因为两表中的user、phone_number数据会有重复,目前只能通过时间字段来做区分,但两表插入时间不一致,差值也不是完全确定在某范围内。
弄了半天没找到完美的语句写法可以找到两表中最匹配的数据,麻烦各位SQL高手相帮了!
结构如下:
CREATE TABLE `data_log_1` (
`r_id` int(10) unsigned NOT NULL auto_increment,
`call_time` datetime default NULL,
`user` varchar(20) default NULL,
`v_id` varchar(30) default NULL,
`phone_number` varchar(18) default '',
PRIMARY KEY (`r_id`),
KEY `user` (`user`),
KEY `phone_number` (`phone_number`)
) ENGINE=MyISAM AUTO_INCREMENT=1 DEFAULT CHARSET=utf8;
insert into data_log_1(call_time,user,v_id,phone_number)

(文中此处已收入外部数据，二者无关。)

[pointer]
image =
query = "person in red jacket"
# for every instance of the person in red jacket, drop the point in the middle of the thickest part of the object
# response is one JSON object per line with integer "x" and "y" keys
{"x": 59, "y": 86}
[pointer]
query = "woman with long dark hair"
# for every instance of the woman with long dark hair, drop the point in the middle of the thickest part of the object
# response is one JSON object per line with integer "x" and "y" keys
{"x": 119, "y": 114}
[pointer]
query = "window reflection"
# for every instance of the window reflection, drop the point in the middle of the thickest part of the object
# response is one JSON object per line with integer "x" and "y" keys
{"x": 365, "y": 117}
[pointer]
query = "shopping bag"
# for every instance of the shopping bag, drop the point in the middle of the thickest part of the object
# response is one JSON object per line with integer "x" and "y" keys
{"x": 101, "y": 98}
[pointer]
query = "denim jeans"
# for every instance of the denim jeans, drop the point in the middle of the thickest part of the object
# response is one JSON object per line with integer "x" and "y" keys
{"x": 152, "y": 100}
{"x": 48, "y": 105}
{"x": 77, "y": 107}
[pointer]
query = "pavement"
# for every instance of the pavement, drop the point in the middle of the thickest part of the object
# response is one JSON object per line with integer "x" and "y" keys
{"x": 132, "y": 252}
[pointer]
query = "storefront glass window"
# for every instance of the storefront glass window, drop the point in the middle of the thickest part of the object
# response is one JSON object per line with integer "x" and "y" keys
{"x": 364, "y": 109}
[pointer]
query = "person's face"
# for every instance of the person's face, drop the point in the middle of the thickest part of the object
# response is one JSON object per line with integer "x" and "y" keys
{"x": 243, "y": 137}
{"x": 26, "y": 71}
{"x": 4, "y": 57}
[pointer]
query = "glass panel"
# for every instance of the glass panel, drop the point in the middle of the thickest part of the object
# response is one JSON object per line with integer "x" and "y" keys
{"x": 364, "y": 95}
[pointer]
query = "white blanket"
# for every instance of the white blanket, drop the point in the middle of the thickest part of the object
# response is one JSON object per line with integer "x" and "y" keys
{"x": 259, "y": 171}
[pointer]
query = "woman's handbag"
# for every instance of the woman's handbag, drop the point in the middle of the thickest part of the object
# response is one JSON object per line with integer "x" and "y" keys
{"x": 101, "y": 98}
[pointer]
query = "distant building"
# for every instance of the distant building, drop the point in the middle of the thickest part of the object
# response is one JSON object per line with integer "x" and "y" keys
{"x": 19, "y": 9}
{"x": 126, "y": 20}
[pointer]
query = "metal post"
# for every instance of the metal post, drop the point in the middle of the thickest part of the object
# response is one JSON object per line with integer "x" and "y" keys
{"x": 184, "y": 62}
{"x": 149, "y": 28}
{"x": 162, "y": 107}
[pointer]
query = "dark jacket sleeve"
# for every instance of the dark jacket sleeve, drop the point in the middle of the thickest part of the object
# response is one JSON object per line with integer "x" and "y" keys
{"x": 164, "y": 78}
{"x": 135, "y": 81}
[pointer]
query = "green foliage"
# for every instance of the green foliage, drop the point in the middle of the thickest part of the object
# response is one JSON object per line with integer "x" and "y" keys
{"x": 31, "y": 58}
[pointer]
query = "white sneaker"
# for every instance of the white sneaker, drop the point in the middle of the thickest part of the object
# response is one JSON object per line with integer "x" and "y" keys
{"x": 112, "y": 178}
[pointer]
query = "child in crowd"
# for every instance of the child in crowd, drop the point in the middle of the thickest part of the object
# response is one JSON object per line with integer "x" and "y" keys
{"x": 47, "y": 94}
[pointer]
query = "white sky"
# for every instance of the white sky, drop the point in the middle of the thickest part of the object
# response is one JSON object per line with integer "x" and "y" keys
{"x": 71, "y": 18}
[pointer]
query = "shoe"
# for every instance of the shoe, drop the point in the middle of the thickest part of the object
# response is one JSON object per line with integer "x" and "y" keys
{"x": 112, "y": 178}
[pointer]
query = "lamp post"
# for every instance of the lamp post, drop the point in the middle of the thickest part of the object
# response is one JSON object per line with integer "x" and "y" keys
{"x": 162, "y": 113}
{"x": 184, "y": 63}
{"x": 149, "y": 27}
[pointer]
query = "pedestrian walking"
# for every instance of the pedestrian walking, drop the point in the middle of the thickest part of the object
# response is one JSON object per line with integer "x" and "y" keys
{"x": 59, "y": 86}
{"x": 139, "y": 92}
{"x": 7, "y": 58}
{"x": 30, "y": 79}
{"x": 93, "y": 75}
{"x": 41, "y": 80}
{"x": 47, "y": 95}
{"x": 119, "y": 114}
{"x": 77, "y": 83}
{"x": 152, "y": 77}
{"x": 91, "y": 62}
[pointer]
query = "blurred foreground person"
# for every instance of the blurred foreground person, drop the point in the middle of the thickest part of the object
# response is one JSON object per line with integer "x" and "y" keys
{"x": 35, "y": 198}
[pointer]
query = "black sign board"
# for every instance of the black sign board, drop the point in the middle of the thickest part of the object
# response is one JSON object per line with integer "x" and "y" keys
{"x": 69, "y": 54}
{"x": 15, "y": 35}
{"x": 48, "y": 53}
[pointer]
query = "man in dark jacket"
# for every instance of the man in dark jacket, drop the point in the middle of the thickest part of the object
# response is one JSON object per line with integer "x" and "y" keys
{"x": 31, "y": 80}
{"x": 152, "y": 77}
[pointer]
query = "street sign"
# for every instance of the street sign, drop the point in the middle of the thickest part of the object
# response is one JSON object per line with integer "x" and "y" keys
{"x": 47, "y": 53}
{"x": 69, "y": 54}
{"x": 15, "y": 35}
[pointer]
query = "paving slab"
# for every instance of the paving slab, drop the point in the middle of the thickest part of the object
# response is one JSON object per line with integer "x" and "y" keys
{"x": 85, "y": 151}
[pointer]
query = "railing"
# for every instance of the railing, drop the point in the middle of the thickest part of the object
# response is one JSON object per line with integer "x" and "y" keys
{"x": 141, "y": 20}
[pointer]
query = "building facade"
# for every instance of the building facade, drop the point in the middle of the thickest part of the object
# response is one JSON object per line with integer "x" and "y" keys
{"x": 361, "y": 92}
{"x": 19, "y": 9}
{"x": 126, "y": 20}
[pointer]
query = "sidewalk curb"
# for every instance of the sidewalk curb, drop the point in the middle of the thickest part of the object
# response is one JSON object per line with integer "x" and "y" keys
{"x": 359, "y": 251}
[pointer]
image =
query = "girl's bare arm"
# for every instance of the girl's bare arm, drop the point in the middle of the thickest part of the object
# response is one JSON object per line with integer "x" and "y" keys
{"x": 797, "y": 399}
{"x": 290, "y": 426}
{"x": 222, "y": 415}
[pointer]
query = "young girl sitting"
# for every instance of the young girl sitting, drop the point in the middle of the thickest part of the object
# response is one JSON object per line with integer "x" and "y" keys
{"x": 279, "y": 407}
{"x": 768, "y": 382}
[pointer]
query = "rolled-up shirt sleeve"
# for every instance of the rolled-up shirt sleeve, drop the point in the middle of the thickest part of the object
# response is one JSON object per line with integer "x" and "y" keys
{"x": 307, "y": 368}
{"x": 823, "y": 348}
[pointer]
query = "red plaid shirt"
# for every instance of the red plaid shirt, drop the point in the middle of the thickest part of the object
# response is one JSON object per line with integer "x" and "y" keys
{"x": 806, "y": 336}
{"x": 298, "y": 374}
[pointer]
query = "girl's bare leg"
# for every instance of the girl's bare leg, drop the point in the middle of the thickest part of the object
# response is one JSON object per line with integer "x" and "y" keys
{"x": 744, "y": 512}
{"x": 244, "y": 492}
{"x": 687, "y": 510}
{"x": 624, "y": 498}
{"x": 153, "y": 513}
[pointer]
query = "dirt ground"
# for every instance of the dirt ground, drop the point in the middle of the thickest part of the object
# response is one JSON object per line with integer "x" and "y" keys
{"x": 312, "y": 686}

values ('2012-11-20 08:46:51','1173','1353372410.254453','19056866388'),('2012-11-20 08:47:19','1173','1353372439.254467','19056866388'),
('2012-11-20 08:47:37','1173','1353372457.254475','19056866388'),('2012-11-20 08:49:18','1173','1353372557.254517','19056866388'),
('2012-11-20 08:51:33','1173','1353372692.254549','19056866388'),('2012-11-20 08:53:58','1173','1353372837.254584','19056866388'),
('2012-11-20 08:55:11','1173','1353372910.254617','19056866388'),('2012-11-20 08:56:25','1173','1353372984.254644','19056866388'),
('2012-11-20 08:58:07','1173','1353373087.254693','19056866388'),('2012-11-20 08:58:58','1173','1353373138.254726','19056866388');
CREATE TABLE `data_log_2` (
`r_id` int(10) unsigned NOT NULL auto_increment,
`start_time` datetime default NULL,
`user` varchar(20) default NULL,
`v_id` varchar(30) default NULL,
`phone_number` varchar(18) default '',
PRIMARY KEY (`r_id`),
KEY `user` (`user`),
KEY `phone_number` (`phone_number`)
) ENGINE=MyISAM AUTO_INCREMENT=1 DEFAULT CHARSET=utf8;
insert into data_log_2(start_time,user,v_id,phone_number)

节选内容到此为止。